Paulus (Rom 9: 1-5) menyapa umatnya: “Saudara-saudara, aku mengatakan kebenaran dalam Kristus, aku tidak berdusta. Suara hatiku turut bersaksi dalam Roh Kudus, bahwa aku sangat berdukacita dan selalu bersedih hati. Bahkan, aku mau terkutuk dan terpisah dari Kristus demi saudara-saudaraku, kaum sebangsaku secara jasmani.
Mereka adalah orang Israel, dan telah diangkat menjadi anak. Mereka telah menerima kemuliaan, perjanjian-perjanjian, hukum Taurat, ibadah, dan janji-janji. Mereka adalah keturunan bapa-bapa leluhur, yang menurunkan Mesias dalam keadaan-Nya sebagai manusia, yang ada di atas segala sesuatu. Mesias adalah Allah yang harus dipuji sampai selama-lamanya. Amin!”
Lukas dalam injilnya (Luk 14: 1-6) mewartakan: “Pada suatu hari Sabat Yesus datang ke rumah salah seorang pemimpin dari orang-orang Farisi untuk makan di situ. Semua yang hadir mengamat-amati Dia dengan saksama.
Tiba-tiba datanglah seorang yang sakit busung air berdiri di hadapan-Nya. Lalu Yesus bertanya kepada ahli-ahli Taurat dan orang-orang Farisi itu: “Diperbolehkankah menyembuhkan orang pada hari Sabat atau tidak?” Mereka itu diam semuanya.
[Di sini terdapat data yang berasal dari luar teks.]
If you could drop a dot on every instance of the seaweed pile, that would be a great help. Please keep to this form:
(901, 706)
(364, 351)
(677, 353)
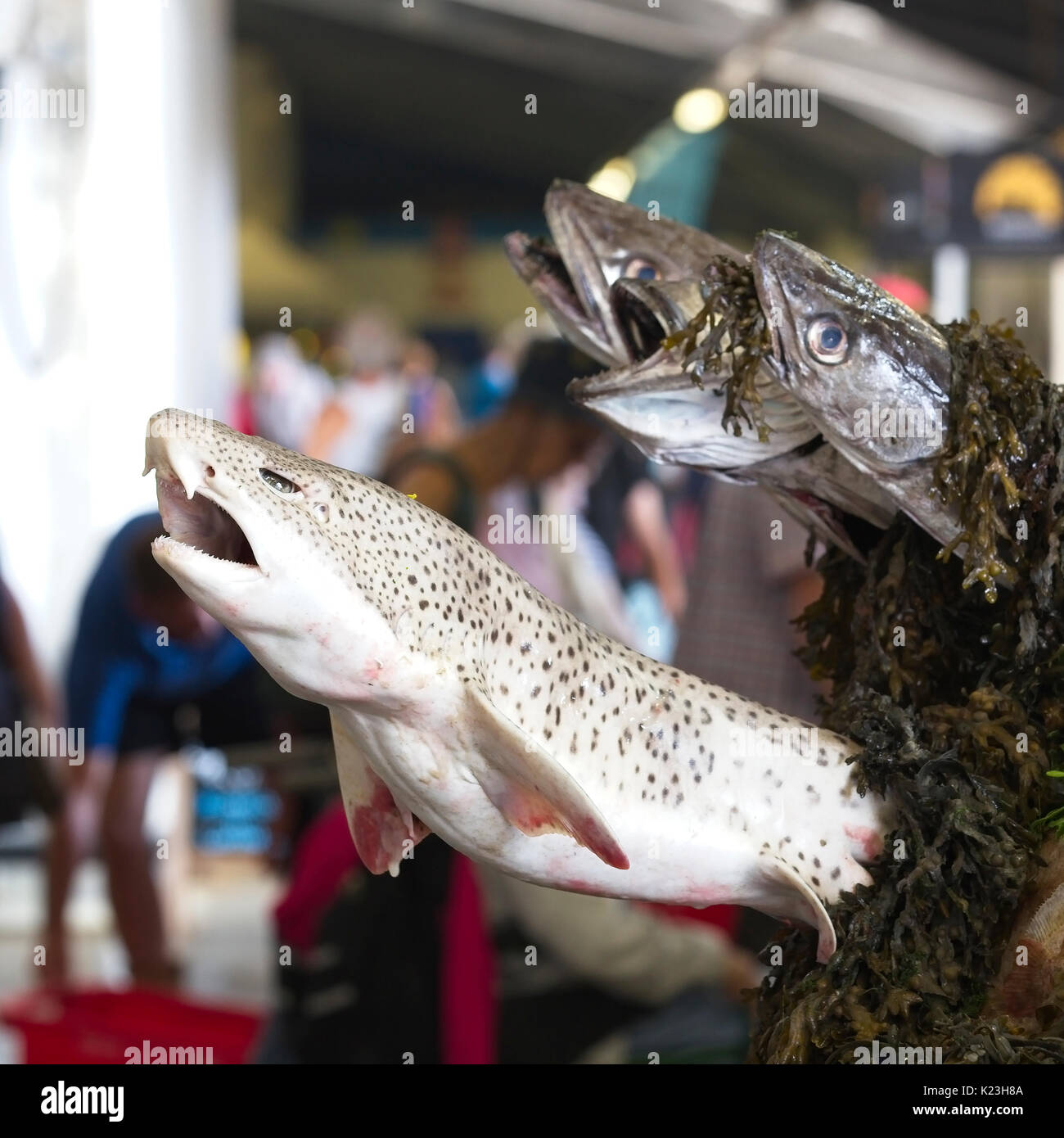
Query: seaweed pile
(958, 697)
(735, 344)
(958, 707)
Lalu Ia memegang tangan orang sakit itu dan menyembuhkannya dan menyuruhnya pergi. Kemudian Ia berkata kepada mereka: “Siapakah di antara kamu yang tidak segera menarik ke luar anaknya atau lembunya kalau terperosok ke dalam sebuah sumur, meskipun pada hari Sabat?” Mereka tidak sanggup membantah-Nya.”
Hikmah yang dapat kita petik:
Satu, Paulus menegaskan: “Aku tidak berdusta. Bahwa aku sangat berdukacita dan selalu bersedih hati. Bahkan, aku mau terkutuk dan terpisah dari Kristus demi saudara-saudaraku, kaum sebangsaku secara jasmani.”
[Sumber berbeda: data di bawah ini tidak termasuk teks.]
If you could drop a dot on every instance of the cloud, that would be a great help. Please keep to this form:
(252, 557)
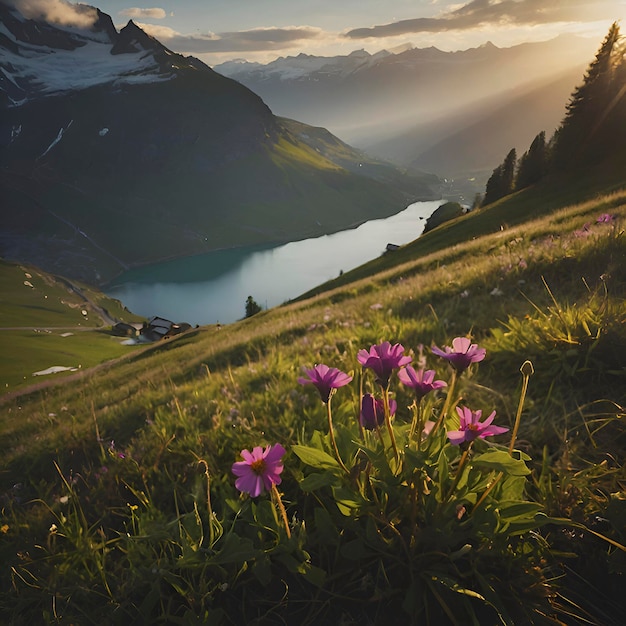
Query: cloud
(56, 11)
(495, 13)
(154, 13)
(256, 39)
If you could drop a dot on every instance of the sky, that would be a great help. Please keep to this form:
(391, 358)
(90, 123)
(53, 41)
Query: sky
(262, 30)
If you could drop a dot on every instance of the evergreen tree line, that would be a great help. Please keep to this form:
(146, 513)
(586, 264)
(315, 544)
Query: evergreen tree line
(594, 126)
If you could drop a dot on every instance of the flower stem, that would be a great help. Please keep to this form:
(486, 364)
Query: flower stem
(389, 426)
(331, 430)
(527, 370)
(446, 405)
(459, 471)
(281, 508)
Dia yang giat mewartakan injil kepada bangsa-bangsa lain (bangsa kafir) toh mau peduli kepada bangsanya. Bangsanya sendiri justru seharusnya yang pertama-tama menerima berita injil itu. Sayang bahwa mereka menolak Yesus, lalu mengikuti pilihan dan keyakinan mereka sendiri. Itulah sebabnya, Paulus amat sedih atas situasi/penolakan itu.
Bagi Paulus dan bagi kita: Yesus adalah Sang Penyelamat. Di dalam Dia, semua bangsa dikasihi Allah dan boleh menerima injil keselamatan. Tidak seorang pun yang dikecualikan.
Dua, Yesus bertanya: “Siapakah di antara kamu yang tidak segera menarik ke luar anaknya atau lembunya kalau terperosok ke dalam sebuah sumur, meskipun pada hari Sabat?”
Di hadapan Allah, dan menurut hukum kasih yang Dia berikan kepada manusia: “Hidup dan harga manusia jauh lebih penting daripada hari Sabat”. Maka, demi menyelamatkan manusia, kewajiban/aturan yang ditetapkan pada hari Sabat boleh dinomorduakan”.
Nyawa manusia bila sudah “putus/lenyap” tidak bisa ditarik kembali oleh siapa pun. Tidak ada toko/rumah sakit/apotik yang menjual nyawa. Sedangkan untuk mengalami hari Sabat masih ada banyak kesempatan. Amin.